From your point of view, always use a legitimate link or web address for your bank. If you use a banking app, download it from a legitimate source, such as the Play Store or Apple’s App Store. If your phone is compromised with malware, it can facilitate a bad actor gaining access to your phone, using apps, seeing received text messages, controlling the phone remotely, running apps, and extracting information.
SIM swapping has been a very popular technique in recent years. This involves a criminal tricking a mobile network company into reissuing a replacement SIM card linked to the same original number. This is often used with high-profile targets. It is an easy attack if the bad actor can obtain personal information about the victim, which may be recoverable from a dark web marketplace. Once the new SIM is reassigned, the original SIM will stop working.
Another technique that was used in the past was SIM cloning. Here, a duplicate SIM is created which has the same IMSI number (the SIM’s network identity number), authentication number (KI), and phone number as the original SIM. This technique became difficult to do from 3G onward as the KI is difficult to recover. However, many IMSI KIs can be found for sale on dark web sites, so if someone was unlucky, their IMSI might have been listed on one of the dark web marketplaces.
As the bank identified that their app was used on a different type of device than usual, this suggests that SIM cloning or SIM swapping may have occurred.

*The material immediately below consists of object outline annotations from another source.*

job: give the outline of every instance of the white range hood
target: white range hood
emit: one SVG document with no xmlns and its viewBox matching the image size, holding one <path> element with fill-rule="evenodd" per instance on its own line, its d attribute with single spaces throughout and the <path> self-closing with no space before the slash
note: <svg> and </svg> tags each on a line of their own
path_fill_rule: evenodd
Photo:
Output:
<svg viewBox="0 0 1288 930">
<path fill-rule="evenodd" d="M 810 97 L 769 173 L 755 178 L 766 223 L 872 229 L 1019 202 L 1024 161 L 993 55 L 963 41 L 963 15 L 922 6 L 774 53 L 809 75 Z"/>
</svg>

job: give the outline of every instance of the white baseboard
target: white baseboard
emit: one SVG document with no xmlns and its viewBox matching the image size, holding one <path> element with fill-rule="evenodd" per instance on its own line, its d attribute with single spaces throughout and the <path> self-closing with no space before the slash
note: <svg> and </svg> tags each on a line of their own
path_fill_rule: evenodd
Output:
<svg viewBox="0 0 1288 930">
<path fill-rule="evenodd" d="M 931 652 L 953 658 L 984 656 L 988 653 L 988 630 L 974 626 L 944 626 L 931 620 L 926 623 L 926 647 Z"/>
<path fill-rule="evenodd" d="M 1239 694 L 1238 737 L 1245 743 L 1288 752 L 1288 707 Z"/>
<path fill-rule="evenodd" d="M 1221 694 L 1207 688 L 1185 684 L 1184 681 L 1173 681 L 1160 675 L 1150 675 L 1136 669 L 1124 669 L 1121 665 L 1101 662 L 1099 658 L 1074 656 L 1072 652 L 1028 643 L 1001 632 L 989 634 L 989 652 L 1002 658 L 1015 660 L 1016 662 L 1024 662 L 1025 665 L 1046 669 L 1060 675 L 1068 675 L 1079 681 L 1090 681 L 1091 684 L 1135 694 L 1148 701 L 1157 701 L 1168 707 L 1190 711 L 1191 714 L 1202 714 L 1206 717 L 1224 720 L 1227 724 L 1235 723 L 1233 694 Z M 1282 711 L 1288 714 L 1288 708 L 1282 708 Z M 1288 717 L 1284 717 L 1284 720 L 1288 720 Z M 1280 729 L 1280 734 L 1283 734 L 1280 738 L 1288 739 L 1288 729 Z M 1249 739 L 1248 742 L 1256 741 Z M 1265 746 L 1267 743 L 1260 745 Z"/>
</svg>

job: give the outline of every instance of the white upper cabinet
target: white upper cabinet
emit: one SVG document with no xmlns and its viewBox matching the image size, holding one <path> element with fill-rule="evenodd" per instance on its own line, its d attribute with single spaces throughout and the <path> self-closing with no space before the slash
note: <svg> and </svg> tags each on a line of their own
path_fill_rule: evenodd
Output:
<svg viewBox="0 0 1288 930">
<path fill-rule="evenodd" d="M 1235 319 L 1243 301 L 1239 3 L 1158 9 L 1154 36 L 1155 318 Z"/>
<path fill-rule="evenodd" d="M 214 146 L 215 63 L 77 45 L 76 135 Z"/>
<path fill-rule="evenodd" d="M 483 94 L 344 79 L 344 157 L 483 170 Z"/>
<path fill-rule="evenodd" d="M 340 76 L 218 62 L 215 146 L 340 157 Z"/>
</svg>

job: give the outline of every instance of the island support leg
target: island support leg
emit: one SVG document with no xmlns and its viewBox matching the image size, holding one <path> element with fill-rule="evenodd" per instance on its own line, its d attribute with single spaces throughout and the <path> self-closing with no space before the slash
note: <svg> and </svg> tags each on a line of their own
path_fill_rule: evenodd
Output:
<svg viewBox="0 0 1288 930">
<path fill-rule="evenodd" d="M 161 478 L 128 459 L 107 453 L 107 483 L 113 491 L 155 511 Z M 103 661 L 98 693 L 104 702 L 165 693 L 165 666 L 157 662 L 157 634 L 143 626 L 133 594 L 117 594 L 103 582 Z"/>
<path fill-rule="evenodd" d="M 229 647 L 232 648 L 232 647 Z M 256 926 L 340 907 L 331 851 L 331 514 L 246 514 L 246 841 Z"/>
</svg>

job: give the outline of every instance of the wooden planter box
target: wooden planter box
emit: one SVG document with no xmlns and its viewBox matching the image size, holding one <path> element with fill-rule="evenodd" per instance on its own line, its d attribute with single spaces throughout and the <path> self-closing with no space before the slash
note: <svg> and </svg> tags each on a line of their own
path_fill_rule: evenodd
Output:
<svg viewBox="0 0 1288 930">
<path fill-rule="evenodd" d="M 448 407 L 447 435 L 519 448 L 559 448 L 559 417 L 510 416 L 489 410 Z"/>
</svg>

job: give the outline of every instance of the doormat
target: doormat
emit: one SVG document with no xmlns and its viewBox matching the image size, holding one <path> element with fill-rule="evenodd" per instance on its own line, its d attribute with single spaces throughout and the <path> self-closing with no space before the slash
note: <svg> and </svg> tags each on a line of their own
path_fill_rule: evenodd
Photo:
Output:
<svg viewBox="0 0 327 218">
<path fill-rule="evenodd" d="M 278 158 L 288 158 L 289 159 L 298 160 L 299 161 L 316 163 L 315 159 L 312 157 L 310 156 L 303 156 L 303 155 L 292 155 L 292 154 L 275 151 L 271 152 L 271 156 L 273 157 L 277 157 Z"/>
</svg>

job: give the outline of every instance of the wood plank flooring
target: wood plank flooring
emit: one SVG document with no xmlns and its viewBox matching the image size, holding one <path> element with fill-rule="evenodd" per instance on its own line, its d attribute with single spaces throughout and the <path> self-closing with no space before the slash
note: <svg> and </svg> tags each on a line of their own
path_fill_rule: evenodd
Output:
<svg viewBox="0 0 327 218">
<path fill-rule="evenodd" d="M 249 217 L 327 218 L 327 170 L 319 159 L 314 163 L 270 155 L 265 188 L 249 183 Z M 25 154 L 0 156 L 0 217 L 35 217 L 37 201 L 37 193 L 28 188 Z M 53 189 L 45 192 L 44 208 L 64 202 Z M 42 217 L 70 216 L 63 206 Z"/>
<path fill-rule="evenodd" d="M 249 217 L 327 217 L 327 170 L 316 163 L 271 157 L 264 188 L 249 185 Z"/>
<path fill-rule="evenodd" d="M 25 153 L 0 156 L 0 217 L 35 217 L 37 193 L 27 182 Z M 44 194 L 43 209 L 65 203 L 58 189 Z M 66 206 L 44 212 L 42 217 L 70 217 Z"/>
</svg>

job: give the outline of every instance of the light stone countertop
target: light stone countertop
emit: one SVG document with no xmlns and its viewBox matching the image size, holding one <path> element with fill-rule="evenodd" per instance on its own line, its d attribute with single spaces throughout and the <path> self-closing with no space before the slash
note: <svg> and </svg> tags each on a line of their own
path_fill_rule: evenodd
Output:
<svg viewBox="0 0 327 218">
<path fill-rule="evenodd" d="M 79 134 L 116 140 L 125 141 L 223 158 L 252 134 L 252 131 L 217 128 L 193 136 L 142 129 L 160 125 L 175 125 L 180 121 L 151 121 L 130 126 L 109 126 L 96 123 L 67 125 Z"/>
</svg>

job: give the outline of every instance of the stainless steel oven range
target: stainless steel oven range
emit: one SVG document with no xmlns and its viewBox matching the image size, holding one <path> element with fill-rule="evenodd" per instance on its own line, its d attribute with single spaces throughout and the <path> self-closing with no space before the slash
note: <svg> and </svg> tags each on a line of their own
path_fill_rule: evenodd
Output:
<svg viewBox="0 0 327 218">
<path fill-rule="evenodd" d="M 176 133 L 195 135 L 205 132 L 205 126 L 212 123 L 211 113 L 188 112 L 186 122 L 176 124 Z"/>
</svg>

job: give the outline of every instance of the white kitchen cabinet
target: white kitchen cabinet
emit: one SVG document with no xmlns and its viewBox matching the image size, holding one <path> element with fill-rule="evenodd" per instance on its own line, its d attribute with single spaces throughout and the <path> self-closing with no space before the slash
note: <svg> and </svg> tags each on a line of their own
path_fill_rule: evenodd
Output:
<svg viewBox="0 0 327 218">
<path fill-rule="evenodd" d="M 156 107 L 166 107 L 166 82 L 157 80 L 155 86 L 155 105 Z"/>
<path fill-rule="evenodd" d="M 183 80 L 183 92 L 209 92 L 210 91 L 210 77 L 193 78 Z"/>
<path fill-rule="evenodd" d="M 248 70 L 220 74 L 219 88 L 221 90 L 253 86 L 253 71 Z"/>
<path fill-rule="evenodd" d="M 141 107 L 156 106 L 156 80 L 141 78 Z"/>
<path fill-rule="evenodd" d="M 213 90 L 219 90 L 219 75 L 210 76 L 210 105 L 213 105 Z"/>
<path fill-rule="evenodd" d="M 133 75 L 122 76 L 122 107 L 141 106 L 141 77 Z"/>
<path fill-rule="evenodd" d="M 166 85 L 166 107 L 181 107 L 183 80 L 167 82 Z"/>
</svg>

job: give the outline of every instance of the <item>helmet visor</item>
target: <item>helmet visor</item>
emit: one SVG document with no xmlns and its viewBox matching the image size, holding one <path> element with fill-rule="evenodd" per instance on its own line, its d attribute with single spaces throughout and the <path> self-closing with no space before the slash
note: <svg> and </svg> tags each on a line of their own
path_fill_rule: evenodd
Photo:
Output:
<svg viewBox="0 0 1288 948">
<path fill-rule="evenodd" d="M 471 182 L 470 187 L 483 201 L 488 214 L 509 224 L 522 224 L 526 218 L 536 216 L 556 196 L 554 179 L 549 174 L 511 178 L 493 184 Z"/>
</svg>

The bad actor using another phone can set up biometric authentication with the banking app that uses the bad actor’s biometrics. From the app’s point of view, the correct person is using the app since the app relies on the phone’s biometric system to confirm the identity of the user.
In SIM cloning, the bad actor would need some data from the original SIM, then write these to a new programmable SIM card. Then the bad actor has a phone with a SIM that pretends to be the victim’s phone. Both phones will work, but only one at once. The bad actor can send a text from another phone, pretending to be the cell network provider, instructing the victim to turn off their phone for a network update. Whilst their phone is off, the bad actor connects to the bank, transfers money, and then turns off their phone. When the victim turns their phone back on, it reconnects to the network without any immediate indication of the attack.
From the bank's point of view, thefts probably take place because of some errors by the customer, perhaps leaking too much personal information. The bank's systems are usually as robust as they can be (but still usable for most customers). Criminals rely on people’s carelessness, trust and naivety.